Human dopamine signaling pathway induces and facilitates dopamine neurotransmission through the mesolimbic dopaminergic pathway, which modifies reward-related behaviors and is associated with the development of many diseases, including schizophrenia, Huntington's disease, cognitive disorders and Parkinson?s disease. Mounting evidence suggests that this important signaling pathway is constructively regulated by the dopamine receptors (DRs). Thus, making members of this membrane protein family highly promising therapeutic targets as supported by both pre-clinical and clinical studies. Although some agonists of receptors in the human DR (hDR) family members (e.g. for dopamine D1-like receptors) are being intensively studied for therapeutic intervention, their success has been greatly hampered due to poor adherence and efficacy, or due to associated side effects. Relatedly, the polypharmacology of dopamine D1-like receptor and other hDRs have been discovered in recent studies. New knowledge based on structures of D1-like receptors (D1R and D5R) will not only reveal their signaling mechanisms, but also provide new understanding that can be exploited to facilitate rational drug design. hDRs belong to the G protein-coupled receptor (GPCR) family which is notorious for difficulties in generating diffraction-quality crystals that are essential for the determination of high-resolution structures by X-ray crystallography. This R&D proposal aims to develop a comprehensive and robust platform for structural and functional studies of dopamine D1-like receptors and complexes of hDRs with G proteins, for screening high- affinity nanobodies, antibodies, and ligands targeting these receptors. This platform will involve multiple steps that are closely interconnected and looped through a forward and backward feedback system. The PI has now also established strong collaborations with other research groups with different expertise as alternative approaches, including X-ray free electron laser, Microcrystal Electron Diffraction technique, etc.

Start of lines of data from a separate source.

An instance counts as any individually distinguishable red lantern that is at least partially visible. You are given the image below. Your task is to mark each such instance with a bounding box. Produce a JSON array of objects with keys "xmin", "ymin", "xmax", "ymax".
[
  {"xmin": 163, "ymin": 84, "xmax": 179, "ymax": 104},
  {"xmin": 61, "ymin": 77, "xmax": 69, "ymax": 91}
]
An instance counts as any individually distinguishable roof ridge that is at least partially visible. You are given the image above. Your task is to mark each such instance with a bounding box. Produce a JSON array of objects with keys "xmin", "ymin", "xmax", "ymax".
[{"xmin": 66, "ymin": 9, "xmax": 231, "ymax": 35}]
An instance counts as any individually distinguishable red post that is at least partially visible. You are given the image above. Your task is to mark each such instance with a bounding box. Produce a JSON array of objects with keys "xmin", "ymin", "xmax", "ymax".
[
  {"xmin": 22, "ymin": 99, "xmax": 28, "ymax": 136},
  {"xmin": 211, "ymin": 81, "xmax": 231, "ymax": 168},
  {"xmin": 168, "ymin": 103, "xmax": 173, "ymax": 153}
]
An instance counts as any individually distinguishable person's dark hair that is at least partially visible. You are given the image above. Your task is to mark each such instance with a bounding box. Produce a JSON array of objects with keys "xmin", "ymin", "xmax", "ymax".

Three specific aims are proposed: (1) Structure/function studies of human D1R (hD1R) in the inactive state, (2) Using X-ray crystallography and computational biology approaches to study the putative active state of hD1R, and (3) Establishing optimized approaches for determining the structure of complexes of hD1R with G protein partners using EM imaging. The significance of this study is multi-fold on dopamine signaling pathway and related drug discovery studies: 1) we will gain insights into dopamine D1-like receptor functionalities and allosteric modulations, 2) we will be able to screen extensively to identify new high-affinity ligands for hDRs, 3) characterize the mechanisms of DR signaling and ligand selection between different dopamine receptor subfamilies, 4) stimulate hDR structure-based drug design, 5) examine hDRs/G protein complex signaling and reveal the activation mechanism, and 6) pave the road for the application of cryoEM technology on difficult membrane protein targets in the future.
Dopamine receptors play important roles in human dopamine signaling pathway; therefore, targeting these membrane proteins provide promising therapies for many diseases, including schizophrenia, Huntington's disease, cognitive disorders and Parkinson?s disease. Here we propose to resolve the structure of human dopamine D1 like receptor (D1R), along with the relevant G protein complexes. We expect the structural information we obtain from this study will facilitate allosteric modulation and activation mechanism studies, and therefore benefit rational design of safer and more efficacious therapeutics.